Many believe it has evolved out of a lack of physically strong players. Others believe academies such as La Masia in Barcelona are responsible for the deft control and seemingly telepathic awareness of the players. Either way their philosophy has come under intense scrutiny despite its success.

The future of Brazilian football rests on Neymar’s young shoulders.

Its greatest test is likely to come against Brazil both during the Olympic Games and at the World Cup in Rio 2014. Despite never claiming Olympic gold, Brazil enters the competition as favourites. Boasting stars such as Hulk and Neymar, the next seleção could inspire another golden generation for the already decorated nation.
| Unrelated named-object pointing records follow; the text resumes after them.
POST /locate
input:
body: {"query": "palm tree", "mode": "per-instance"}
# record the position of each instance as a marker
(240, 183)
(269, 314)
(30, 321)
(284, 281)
Whilst Brazilians are renowned for their own technical ability, matching Spain will be no easy feat. Fortunately recent Brazilian teams have also been blessed with a physicality unrivalled by most nations, something that those Spaniards of smaller stature may struggle with.

What Brazil has in abundance is individual brilliance. Down the years they have always looked to an individual to conjure the necessary magic required to succeed in international tournaments. Ronaldinho, Ronaldo, and most famously Pelé, Brazil will look to Neymar to provide the catalyst to overhaul Spain.